Das Mädchen war im Gesicht feuerroth geworden. Ihre Stimme zitterte, als sie antwortete:

»Höre, Jäger, thu mir und Dir den Gefallen, zu schweigen! Meinen Pathen laß ich mir nicht verschimpfirn! Wenn Du noch ein solches Wort über ihn sagst, so hole ich aus und gebe Dir eine Waatschen, daß Du von hier ins Thal hinunterfliegst und drüben den Berg wieder hinauf! Wann nur alle Leuteln so brav wären wie der Sepp; dann wäre es gut in der Welt. Braver ist er, als Du es bist. Merke Dir es!«

»Ja, er ist brav, und Du passest sehr schön zu ihm. Denn wenn der Krikelanton mit Dir getanzt hat, so wird er Dich wohl auch heimgeführt haben, und das Herzen und Bußeln wird eine Lust gewesen sein.«

»Er ist eher gangen als ich. Ueberhaupt brauche ich nie keinen Heimführer. Und mit dem Herzen und Busseln ists auch nix. Ich würde mich da schon zu wehren wissen.«

»Auch gegen mich?«

Er hatte das Gewehr gegen die Wand gelehnt.

»Gegen Dich erst recht!«

»Wollen einmal schauen!«

Er trat auf sie zu. Sie blieb stehen, selbst als er die Arme öffnete.

»Was willst?«

»Einen Bussel.«

»Geh da hinauf und bussel die Rothscheckene! Sie steht ganz so mundgerecht da für Dich.«

Sie zeigte hinauf nach den Kühen und schnippste dabei so laut mit den Fingern, daß der Ziegenbock es hörte. Das war ein Zeichen für ihn. Er spitzte die Ohren und blickte scharf her.

Die rothscheckige Kuh stand bergan, mit den Vorderfüßen oben, mit dem Hintertheile abwärts.

Daß dies mundgerecht für den Jäger sein solle, ärgerte ihn ungeheuer. Er wollte nun erst recht auf seinem Willen bestehen und sagte:

»Nein, Dich will ich küssen!

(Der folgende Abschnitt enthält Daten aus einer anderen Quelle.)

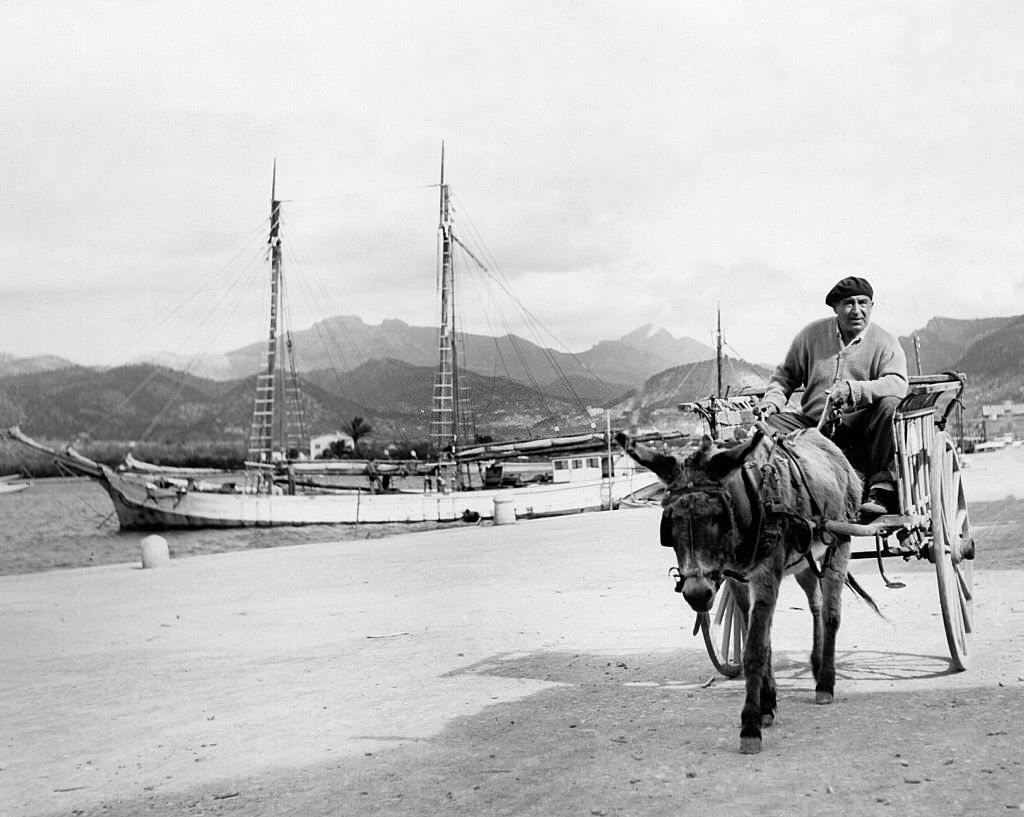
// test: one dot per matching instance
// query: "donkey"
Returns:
(751, 514)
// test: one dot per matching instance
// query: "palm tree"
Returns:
(357, 428)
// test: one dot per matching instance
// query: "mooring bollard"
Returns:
(504, 511)
(155, 552)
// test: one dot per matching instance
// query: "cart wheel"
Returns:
(724, 630)
(952, 549)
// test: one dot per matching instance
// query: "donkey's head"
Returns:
(707, 516)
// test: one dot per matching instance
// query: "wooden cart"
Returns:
(932, 522)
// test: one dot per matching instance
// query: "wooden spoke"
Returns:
(724, 631)
(952, 549)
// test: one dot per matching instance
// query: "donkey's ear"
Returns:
(730, 459)
(665, 466)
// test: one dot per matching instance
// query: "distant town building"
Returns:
(1004, 418)
(321, 443)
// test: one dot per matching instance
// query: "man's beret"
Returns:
(847, 288)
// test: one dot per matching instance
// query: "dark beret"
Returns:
(847, 288)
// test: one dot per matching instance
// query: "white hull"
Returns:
(141, 508)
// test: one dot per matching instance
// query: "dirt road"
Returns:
(538, 669)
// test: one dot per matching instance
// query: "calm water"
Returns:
(71, 523)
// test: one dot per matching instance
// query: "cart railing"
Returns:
(920, 416)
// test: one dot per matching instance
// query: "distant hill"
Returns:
(667, 389)
(639, 375)
(155, 403)
(9, 364)
(345, 342)
(944, 341)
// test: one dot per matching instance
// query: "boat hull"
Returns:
(142, 508)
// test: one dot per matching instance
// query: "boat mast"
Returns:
(261, 431)
(445, 419)
(718, 350)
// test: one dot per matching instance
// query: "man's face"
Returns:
(853, 314)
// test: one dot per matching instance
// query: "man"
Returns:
(850, 364)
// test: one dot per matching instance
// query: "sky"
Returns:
(624, 164)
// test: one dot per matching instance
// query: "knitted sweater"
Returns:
(872, 362)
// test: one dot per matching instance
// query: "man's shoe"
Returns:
(881, 500)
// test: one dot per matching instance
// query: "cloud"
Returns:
(619, 165)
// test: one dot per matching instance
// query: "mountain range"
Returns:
(386, 376)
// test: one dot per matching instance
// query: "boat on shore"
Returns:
(280, 486)
(12, 483)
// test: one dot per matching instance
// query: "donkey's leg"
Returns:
(769, 695)
(833, 582)
(757, 656)
(812, 588)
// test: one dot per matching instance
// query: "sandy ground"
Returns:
(538, 669)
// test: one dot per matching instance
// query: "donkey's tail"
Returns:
(854, 585)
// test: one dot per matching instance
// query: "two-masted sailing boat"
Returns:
(282, 488)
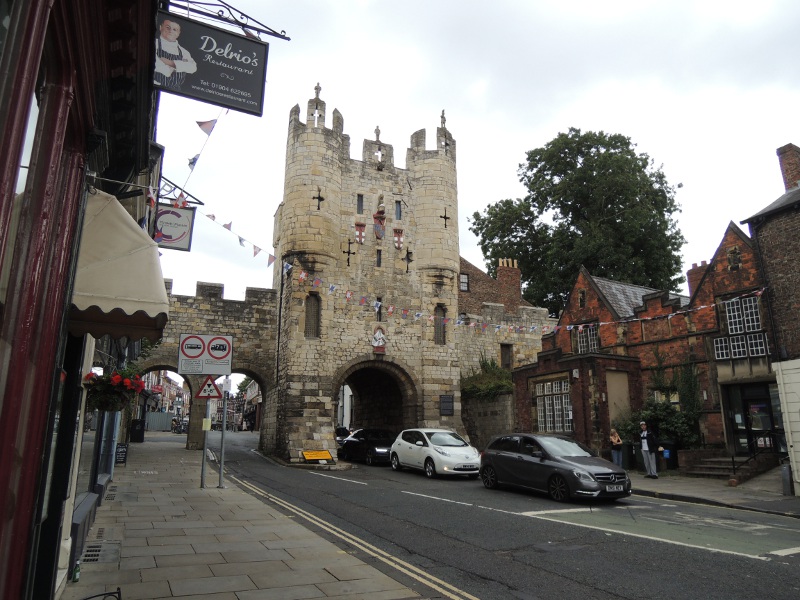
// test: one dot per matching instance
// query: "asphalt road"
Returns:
(505, 544)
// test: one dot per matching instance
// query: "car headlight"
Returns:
(583, 476)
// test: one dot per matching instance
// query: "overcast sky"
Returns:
(709, 89)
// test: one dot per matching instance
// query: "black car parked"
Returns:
(369, 445)
(554, 464)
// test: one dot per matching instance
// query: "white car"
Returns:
(435, 451)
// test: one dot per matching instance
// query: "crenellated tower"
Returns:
(389, 236)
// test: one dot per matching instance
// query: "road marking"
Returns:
(649, 537)
(786, 552)
(440, 499)
(339, 478)
(408, 569)
(555, 511)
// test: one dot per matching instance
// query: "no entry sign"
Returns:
(205, 354)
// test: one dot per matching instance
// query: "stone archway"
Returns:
(250, 323)
(384, 392)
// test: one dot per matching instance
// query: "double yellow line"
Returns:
(410, 570)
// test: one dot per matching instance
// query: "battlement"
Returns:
(375, 152)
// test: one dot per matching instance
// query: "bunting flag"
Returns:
(207, 126)
(180, 201)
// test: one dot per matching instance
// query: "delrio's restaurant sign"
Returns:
(210, 64)
(205, 354)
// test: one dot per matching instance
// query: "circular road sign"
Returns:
(219, 348)
(193, 346)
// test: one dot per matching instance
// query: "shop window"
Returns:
(553, 406)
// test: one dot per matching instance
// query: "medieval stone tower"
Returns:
(368, 284)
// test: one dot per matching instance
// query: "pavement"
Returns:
(158, 534)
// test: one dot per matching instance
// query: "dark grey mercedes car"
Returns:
(554, 464)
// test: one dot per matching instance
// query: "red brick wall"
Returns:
(679, 335)
(779, 242)
(789, 157)
(505, 290)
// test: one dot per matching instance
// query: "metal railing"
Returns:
(106, 596)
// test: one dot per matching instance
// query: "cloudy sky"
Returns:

Und wenn Du nicht willst, so mußt Du!«

Er sah gar nicht, daß der Wurzelsepp nahe hinter ihm den Laden des Heustadel geöffnet hatte und seinen Bergstock heraussteckte, um dem Zudringlichen eine Lehre zu geben. Er ergriff die Leni am Arme.

»Peter!« rief sie.

Der Ziegenbock war wie ein Hund. Er duldete nicht, daß seiner Herrin Gewalt angethan werde. Er kam herbei gesaust, wie aus einer Kanone geschossen.

Leni riß sich vom Jäger los. Schon dadurch verlor dieser einen Theil seines Gleichgewichtes. In demselben Augenblicke senkte der Bock die Hörner und sprang mit solcher Macht gegen ihn ein, daß er niedergeschmettert wurde und sich mehrere Male überkugelte. Freilich wollte er sich schnell wieder erheben, aber er kam gar nicht dazu, denn das zornige Thier stieß immerfort auf ihn ein und bearbeitete ihn so mit den Hörnern, daß ihm alle Rippen krachten.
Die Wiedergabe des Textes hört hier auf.